With world attention growing on Chicago protests against this weekend’s NATO summit, the centennials of two cultural icons of American progressive protest are being celebrated here this week.

A series of events is commemorating what would have been Studs Terkel’s 100th birthday, including two events Wednesday, and a concert on Saturday marks Woody Guthrie’s centennial.

Studs and Woody had a lot in common.  Both were products of the Great Depression, Studs first finding his voice writing and acting for the WPA; Woody, having hitchhiked and ridden the rails to California, hosting and performing on a radio show for fellow Okie refugees from the Dust Bowl.

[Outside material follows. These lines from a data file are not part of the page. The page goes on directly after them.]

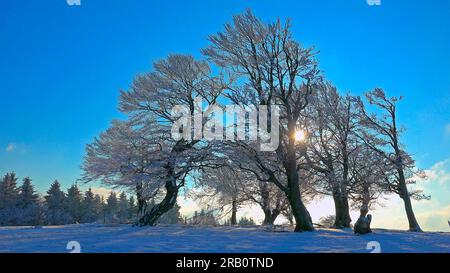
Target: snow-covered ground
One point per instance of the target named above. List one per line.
(124, 238)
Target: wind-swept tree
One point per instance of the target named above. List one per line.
(141, 153)
(74, 203)
(270, 68)
(29, 204)
(385, 141)
(56, 206)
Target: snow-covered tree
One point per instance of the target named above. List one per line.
(74, 203)
(91, 207)
(29, 204)
(221, 188)
(123, 208)
(385, 141)
(132, 209)
(111, 208)
(270, 68)
(140, 153)
(9, 193)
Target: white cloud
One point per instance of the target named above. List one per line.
(11, 147)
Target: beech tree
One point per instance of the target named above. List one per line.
(141, 152)
(385, 141)
(270, 68)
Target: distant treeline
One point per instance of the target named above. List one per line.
(23, 206)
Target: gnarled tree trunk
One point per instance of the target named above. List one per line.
(342, 216)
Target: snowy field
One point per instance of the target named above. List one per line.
(124, 238)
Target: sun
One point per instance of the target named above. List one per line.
(300, 135)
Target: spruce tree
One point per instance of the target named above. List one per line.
(30, 210)
(90, 208)
(55, 200)
(9, 197)
(123, 208)
(111, 208)
(74, 203)
(9, 193)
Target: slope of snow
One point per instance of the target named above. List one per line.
(124, 238)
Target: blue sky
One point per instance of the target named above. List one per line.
(61, 66)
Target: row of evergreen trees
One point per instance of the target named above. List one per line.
(21, 205)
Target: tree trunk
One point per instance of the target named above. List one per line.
(404, 194)
(233, 213)
(151, 217)
(303, 221)
(342, 216)
(412, 221)
(268, 220)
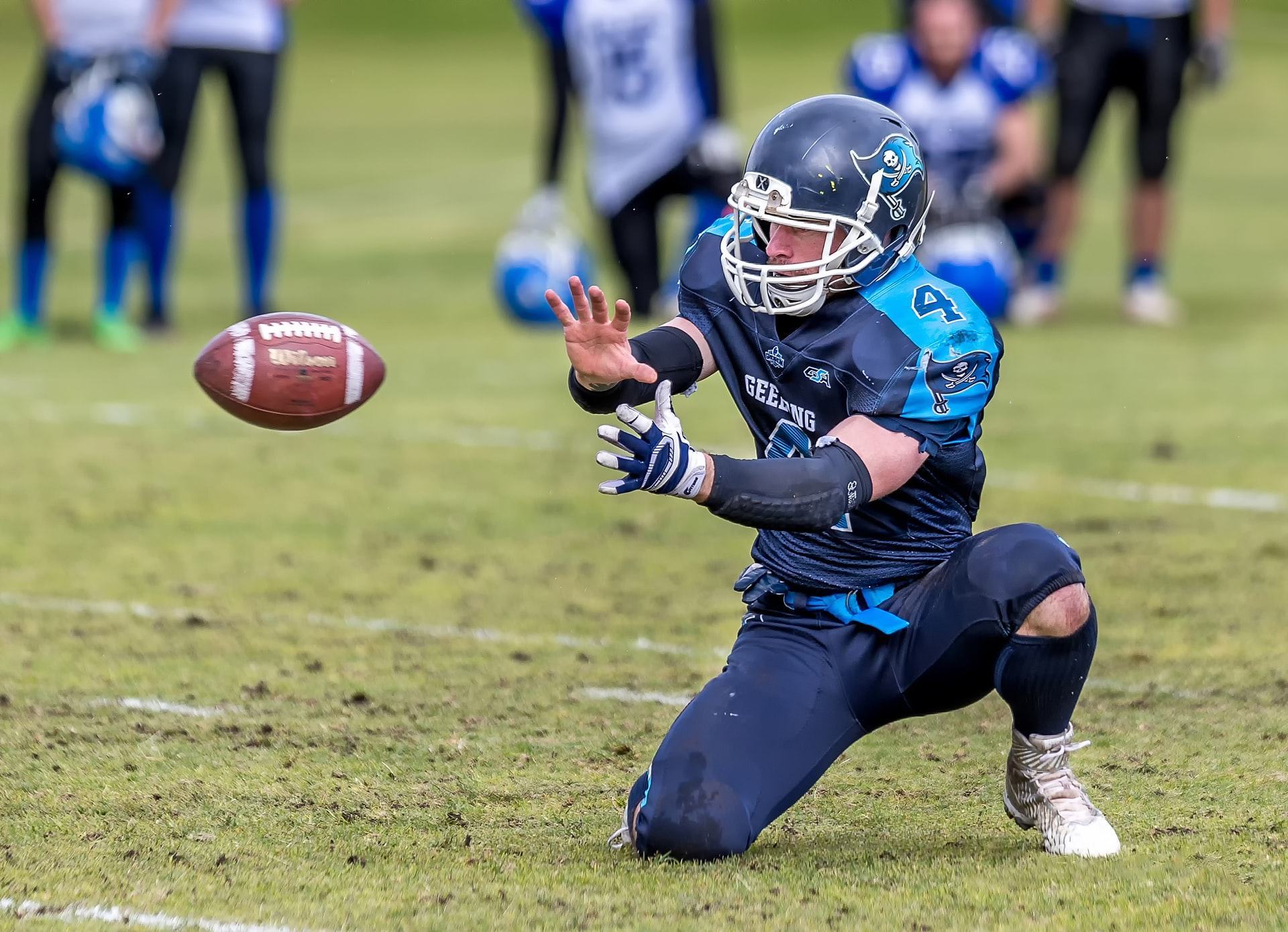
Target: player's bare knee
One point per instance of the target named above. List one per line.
(1059, 614)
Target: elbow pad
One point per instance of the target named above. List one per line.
(794, 493)
(670, 351)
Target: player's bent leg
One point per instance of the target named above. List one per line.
(746, 748)
(1040, 674)
(1009, 609)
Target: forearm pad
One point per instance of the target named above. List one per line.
(669, 351)
(792, 493)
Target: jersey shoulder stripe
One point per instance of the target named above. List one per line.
(952, 369)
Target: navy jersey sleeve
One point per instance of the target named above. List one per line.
(547, 15)
(1013, 64)
(876, 66)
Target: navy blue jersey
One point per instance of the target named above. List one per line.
(914, 353)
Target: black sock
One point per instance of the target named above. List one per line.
(1042, 677)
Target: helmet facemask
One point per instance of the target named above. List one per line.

Both were prolific, Studs hosting a daily radio show on WFMT for 45 years and writing 18 books, many of them bestsellers, the final one at age 96; Woody writing thousands of songs.  Each created a body of work reflecting their close identification with ordinary people.  And both lent their talents to countless progressive causes, speaking and performing at innumerable protest rallies.

As a disc jockey in the 1940s, Studs was “one of the first to promote artists like Mahalia Jackson, Pete Seeger, Woody Guthrie, Big Bill Broonzy,” according to his New York Times obituary.

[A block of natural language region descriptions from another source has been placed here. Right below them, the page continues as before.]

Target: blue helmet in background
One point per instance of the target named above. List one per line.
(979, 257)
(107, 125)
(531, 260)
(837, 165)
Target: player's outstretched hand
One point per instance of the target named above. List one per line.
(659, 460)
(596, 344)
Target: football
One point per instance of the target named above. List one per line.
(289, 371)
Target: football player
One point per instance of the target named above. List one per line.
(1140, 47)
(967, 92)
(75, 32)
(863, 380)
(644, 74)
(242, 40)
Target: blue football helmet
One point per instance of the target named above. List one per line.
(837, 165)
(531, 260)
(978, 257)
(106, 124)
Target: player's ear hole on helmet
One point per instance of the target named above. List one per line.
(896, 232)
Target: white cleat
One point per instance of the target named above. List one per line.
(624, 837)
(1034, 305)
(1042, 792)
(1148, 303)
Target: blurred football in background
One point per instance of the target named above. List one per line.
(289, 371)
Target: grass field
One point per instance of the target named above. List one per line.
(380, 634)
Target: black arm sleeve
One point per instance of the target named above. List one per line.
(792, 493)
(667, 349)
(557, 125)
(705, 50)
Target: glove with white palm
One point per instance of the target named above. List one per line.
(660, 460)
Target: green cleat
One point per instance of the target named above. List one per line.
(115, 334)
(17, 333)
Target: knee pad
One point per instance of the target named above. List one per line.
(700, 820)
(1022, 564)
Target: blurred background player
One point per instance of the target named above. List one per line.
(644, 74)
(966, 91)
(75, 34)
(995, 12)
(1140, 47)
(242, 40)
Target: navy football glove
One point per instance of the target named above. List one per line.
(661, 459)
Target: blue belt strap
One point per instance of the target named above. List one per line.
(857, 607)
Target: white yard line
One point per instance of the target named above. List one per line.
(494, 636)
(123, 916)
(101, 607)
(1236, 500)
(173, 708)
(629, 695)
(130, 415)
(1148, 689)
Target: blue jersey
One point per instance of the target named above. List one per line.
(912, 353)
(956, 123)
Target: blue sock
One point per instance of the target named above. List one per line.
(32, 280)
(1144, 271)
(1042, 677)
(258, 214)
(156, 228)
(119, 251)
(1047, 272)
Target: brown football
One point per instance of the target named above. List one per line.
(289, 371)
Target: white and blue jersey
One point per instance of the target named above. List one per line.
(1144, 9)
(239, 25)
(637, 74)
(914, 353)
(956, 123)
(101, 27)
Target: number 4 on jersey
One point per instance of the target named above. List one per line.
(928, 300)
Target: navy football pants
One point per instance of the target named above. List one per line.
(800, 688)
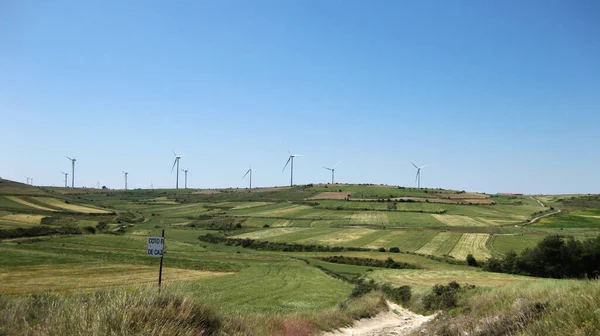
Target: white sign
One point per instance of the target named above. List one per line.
(156, 246)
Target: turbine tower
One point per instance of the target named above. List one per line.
(332, 172)
(418, 177)
(176, 162)
(249, 171)
(72, 171)
(185, 174)
(291, 158)
(66, 179)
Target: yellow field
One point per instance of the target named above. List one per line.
(288, 210)
(425, 278)
(472, 243)
(282, 223)
(338, 237)
(458, 220)
(435, 243)
(369, 217)
(29, 204)
(29, 219)
(262, 234)
(71, 207)
(384, 241)
(70, 277)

And a Woody Guthrie song helped catalyze Studs’ career as an interviewer.  According to the Times, Studs contacted WFMT and began working there after hearing the station broadcast Woody Guthrie in 1952 and wondering, “Who plays Guthrie records besides me?”

Fittingly, Terkel’s signature sign-off on his radio show came from “Talking Union Blues,” by Guthrie’s Almanac Singers: “Take it easy, but take it.”

The Studs Terkel Centennial Committee holds a 100th birthday party at 5:30 p.m. on Wednesday, May 16, at the Newberry Library (60 W. Walton), blocks from the Grand-Wells Hotel where Studs grew up, and across the street from Bughouse Square, where he was schooled by soap-box oraters.  Writers, activists, journalists and historians will share Terkel stories.  It’s free, and there’s cake.